Stratified care on trial
JOURNAL OF PHYSIOTHERAPY Professor Nadine Foster was the first author of an editorial on trials of stratified care and she agreed to answer a few questions here.
What is stratified care and what clinical conditions have there been trials of stratified care for?
Stratified care is a model of healthcare where patients are subgrouped according to specific characteristics and then each subgroup is matched to treatment.
Subgroups can be based on causal mechanisms, prognostic characteristics, treatment responsiveness or a combination.
To date, most stratified care trials in musculoskeletal pain have focused on low back pain and use prognostic subgrouping.
Did these trials show that stratified care is more effective than usual care?
A series of studies from the UK that used the STarT Back approach to prognostic stratified care showed that a simple self-reporting tool could identify low back pain patients’ risk of persistent disabling pain and categorise patients as being at low, medium or high risk of a poor outcome.
They also showed that matched treatments for each patient subgroup could be agreed on by clinicians.
The STarT Back randomised trial demonstrated that when subgrouping and matched treatments are combined and delivered with high fidelity, clinical, work and cost outcomes are superior (published in The Lancet in 2011).
It makes sense logically that stratified care should be more effective. Do you think we have given it a fair test with these trials?
The STarT Back program has inspired many similar trials around the world, including in Denmark, the USA, the Netherlands and Australia.

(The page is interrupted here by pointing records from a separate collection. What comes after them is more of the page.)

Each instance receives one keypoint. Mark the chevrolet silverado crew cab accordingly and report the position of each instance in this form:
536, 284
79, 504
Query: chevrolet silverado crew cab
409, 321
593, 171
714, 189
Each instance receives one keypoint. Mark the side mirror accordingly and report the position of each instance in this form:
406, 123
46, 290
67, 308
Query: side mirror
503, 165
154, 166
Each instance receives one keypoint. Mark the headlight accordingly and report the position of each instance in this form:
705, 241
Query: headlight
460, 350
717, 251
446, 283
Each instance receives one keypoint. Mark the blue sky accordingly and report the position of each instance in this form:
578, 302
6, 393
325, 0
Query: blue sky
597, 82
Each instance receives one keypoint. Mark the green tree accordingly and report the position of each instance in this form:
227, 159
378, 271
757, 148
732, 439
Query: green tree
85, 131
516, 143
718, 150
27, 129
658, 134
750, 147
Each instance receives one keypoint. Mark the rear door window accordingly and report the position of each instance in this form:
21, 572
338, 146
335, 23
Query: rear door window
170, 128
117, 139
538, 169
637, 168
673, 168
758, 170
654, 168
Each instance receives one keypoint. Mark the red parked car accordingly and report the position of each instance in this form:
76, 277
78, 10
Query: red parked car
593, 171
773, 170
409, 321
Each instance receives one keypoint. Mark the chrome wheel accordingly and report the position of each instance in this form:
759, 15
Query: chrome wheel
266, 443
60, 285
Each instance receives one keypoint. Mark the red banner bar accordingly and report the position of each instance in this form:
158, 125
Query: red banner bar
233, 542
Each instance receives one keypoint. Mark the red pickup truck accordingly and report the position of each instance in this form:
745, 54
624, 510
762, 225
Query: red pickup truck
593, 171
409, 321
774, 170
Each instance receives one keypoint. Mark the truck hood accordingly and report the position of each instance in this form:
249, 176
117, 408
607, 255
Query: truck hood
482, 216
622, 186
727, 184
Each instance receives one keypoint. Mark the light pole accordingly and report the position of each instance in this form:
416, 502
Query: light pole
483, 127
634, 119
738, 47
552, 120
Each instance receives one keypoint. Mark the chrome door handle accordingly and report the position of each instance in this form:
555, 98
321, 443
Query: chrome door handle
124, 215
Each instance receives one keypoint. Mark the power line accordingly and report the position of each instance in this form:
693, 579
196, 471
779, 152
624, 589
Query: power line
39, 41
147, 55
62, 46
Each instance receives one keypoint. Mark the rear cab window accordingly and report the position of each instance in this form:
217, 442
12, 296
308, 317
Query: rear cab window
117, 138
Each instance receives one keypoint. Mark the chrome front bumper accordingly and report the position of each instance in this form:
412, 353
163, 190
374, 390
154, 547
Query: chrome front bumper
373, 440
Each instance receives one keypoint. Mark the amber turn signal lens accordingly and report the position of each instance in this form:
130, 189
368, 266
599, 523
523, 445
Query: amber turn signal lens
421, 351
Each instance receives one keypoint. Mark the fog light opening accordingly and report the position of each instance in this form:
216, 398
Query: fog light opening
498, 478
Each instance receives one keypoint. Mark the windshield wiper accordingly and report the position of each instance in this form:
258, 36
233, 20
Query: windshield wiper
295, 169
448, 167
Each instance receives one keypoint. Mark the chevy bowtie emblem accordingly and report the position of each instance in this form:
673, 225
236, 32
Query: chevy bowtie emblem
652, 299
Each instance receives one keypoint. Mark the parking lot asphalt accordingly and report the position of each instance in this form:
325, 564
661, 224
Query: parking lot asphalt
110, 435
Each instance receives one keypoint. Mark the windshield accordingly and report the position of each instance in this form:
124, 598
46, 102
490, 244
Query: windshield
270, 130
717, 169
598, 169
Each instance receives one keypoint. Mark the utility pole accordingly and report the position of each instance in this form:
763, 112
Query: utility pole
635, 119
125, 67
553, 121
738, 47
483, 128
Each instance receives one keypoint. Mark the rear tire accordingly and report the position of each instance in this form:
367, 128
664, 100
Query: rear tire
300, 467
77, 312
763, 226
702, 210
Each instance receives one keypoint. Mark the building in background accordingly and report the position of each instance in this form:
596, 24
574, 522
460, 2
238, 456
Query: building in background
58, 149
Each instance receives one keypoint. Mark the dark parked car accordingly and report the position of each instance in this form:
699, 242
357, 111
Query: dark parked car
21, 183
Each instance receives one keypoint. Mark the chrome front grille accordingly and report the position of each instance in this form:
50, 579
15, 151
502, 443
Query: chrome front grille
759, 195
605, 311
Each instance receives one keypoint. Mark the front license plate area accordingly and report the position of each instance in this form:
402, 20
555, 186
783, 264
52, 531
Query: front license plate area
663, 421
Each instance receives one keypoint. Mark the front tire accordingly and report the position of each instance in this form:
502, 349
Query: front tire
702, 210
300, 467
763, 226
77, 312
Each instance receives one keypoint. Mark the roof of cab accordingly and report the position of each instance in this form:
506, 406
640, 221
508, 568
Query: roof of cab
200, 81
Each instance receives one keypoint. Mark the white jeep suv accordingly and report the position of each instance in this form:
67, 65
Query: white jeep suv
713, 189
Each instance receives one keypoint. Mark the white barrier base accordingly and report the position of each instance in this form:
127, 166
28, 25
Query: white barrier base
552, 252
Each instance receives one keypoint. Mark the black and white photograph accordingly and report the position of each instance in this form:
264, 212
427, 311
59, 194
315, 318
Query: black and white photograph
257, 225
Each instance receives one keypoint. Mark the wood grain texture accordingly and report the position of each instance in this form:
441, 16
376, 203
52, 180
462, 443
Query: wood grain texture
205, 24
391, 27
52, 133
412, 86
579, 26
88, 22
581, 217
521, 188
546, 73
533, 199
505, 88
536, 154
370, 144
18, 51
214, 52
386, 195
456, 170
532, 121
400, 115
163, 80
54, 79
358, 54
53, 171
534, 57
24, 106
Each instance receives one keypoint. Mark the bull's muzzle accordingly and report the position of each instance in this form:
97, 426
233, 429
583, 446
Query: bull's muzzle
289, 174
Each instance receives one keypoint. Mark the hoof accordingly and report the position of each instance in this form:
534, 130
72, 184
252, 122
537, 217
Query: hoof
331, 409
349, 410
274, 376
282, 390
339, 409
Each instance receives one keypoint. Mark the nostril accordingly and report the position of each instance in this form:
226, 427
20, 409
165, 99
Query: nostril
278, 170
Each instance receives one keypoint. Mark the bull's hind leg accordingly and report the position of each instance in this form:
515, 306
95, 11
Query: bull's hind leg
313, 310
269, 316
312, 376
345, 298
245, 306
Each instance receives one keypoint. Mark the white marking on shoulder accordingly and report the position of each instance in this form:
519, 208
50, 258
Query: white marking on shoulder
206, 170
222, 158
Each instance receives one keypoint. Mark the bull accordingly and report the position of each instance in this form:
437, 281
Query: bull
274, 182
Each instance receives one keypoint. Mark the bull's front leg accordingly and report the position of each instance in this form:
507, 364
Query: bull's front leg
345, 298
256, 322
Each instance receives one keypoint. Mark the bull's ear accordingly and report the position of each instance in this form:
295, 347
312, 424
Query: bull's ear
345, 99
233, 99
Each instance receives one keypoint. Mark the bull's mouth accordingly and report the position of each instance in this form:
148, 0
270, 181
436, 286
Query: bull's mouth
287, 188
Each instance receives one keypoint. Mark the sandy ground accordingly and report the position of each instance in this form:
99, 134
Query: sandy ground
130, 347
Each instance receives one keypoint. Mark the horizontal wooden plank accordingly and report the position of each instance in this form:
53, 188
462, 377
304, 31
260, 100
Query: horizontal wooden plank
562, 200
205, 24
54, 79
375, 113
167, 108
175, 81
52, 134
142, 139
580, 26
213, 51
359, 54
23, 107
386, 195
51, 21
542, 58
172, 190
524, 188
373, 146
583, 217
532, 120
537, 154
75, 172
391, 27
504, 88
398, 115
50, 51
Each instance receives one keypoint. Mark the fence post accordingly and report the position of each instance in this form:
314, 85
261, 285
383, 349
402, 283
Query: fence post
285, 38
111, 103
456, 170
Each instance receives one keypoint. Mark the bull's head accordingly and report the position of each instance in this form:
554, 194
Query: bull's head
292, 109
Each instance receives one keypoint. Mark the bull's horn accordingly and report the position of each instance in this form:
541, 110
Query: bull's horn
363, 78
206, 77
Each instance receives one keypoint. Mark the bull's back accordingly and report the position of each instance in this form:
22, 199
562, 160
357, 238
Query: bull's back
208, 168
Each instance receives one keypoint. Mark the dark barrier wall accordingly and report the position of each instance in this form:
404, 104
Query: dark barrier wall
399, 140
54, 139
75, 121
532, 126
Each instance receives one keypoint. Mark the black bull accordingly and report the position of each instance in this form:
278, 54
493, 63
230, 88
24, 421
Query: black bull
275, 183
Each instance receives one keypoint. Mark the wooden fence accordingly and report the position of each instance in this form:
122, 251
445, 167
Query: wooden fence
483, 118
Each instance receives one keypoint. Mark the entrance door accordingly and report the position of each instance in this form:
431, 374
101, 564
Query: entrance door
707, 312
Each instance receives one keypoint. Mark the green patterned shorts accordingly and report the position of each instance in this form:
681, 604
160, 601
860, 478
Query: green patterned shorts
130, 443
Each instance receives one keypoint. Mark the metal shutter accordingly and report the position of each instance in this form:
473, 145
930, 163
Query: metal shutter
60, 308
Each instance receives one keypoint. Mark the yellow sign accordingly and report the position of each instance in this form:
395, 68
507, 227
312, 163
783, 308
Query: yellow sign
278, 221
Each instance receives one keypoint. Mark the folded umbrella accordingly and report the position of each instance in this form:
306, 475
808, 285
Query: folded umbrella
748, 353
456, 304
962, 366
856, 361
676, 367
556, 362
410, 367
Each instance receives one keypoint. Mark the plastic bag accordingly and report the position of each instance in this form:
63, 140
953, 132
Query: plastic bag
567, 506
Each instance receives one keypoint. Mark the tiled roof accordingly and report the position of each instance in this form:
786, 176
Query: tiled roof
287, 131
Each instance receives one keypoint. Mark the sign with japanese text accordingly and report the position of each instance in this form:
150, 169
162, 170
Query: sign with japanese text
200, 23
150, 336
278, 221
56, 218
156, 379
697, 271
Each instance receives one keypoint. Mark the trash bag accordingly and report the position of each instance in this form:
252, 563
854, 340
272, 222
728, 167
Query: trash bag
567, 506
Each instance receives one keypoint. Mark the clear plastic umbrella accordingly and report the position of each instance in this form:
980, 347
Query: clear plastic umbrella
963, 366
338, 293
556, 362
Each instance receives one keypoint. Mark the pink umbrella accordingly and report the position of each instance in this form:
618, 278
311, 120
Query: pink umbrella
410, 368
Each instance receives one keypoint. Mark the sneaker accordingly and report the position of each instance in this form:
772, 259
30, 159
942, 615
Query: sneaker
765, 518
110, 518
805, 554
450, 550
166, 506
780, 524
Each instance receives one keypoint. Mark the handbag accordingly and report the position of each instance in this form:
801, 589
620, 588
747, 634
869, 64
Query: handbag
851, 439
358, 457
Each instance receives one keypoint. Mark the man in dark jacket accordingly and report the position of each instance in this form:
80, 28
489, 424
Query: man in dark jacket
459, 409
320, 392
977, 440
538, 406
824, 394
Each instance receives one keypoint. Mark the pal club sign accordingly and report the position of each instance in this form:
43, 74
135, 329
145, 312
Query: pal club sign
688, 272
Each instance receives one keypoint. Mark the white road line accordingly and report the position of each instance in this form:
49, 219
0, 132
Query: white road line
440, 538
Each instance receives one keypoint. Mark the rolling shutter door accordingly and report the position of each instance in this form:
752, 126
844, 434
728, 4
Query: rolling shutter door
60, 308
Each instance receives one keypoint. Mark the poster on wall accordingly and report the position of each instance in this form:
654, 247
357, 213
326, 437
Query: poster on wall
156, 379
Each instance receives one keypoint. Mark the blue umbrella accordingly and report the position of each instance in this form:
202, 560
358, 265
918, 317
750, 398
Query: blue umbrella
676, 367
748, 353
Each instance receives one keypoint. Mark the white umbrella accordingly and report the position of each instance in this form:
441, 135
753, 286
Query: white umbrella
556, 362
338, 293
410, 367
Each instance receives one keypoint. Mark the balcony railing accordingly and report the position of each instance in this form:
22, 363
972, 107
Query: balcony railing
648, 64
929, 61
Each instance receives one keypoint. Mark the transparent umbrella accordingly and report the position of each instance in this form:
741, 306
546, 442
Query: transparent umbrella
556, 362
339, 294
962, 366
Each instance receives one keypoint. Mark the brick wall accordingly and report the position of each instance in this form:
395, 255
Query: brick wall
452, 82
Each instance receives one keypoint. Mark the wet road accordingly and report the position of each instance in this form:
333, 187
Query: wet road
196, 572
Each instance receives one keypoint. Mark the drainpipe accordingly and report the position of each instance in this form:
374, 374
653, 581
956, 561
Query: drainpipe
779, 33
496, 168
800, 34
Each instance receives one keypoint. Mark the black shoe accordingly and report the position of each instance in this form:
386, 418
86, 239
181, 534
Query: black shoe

These trials are challenging and one key challenge has been intervention fidelity.
For example, in several trials few patients have been subgrouped systematically and/or patients’ clinical care has not changed to the matched treatment intended.
Professor Nadine Foster.
It is then tricky to decide whether inadequate intervention fidelity explains the lack of differences between stratified care and the comparison in these trials.
What do we need to do better?
More careful staging of research is needed. While this can be challenging due to funding constraints, it seems that several large pragmatic randomised trials have been conducted without first doing key initial work on intervention fidelity, feasibility or pilot testing.
An increase in the use of internal pilot phases within large multicentre randomised controlled trials could help, along with conducting external feasibility and pilot trials where intervention fidelity could be specified as a key criterion for progression to a larger trial.
Have the existing trials of stratified care investigated the fidelity of their stratified care intervention (subgrouping and matching treatment)?
Some have, yes.
Examples include the USA-based MATCH trial, which reported that only about half of patients were subgrouped as intended, and the TARGET trial, in which only 36 per cent of participants in the stratified care arm were referred for matched treatment.
The Dutch OCTOPuS trial in knee osteoarthritis reported frequent protocol violations in the stratified care arm.
Do you think the problem could be that usual physiotherapy care is already quite tailored to individual characteristics?
Most physiotherapists would argue that the care they provide for patients is already highly individualised.
The challenge is that the same patient, consulting a range of different clinicians, may receive different tailored treatments.
Stratified care is about matching subgroups of patients to treatments and it sits in the middle of a spectrum between a ‘one-size-fits-all’ approach and a personalised medicine approach.
We have not made much progress in researching truly individualised treatments for low back pain.
This may improve as we continue to identify and harness multiple biomarkers or prognostic variables in very large datasets and to use machine learning and other tools to identify more nuanced subgroups.
So what should future trials of stratified care do?
Learn from the trials completed to date and spend more time in the early stages of specifying how the components of stratified care will be put into operation and delivered with high fidelity, followed by feasibility testing in the new setting or context.
Specify progression criteria that include intervention fidelity prior to conducting the (expensive) large multicentre randomised controlled trials.
>> Professor Nadine Foster is a physiotherapist and a NHMRC investigator whose research focuses on musculoskeletal pain, including low back pain, and on developing, testing and implementing treatments and models of care. She is Director of the Surgical, Treatment and Rehabilitation Service Education and Research Alliance between the University of Queensland and Metro North Health and Academic Director of the University of Queensland’s Clinical Trials Centre.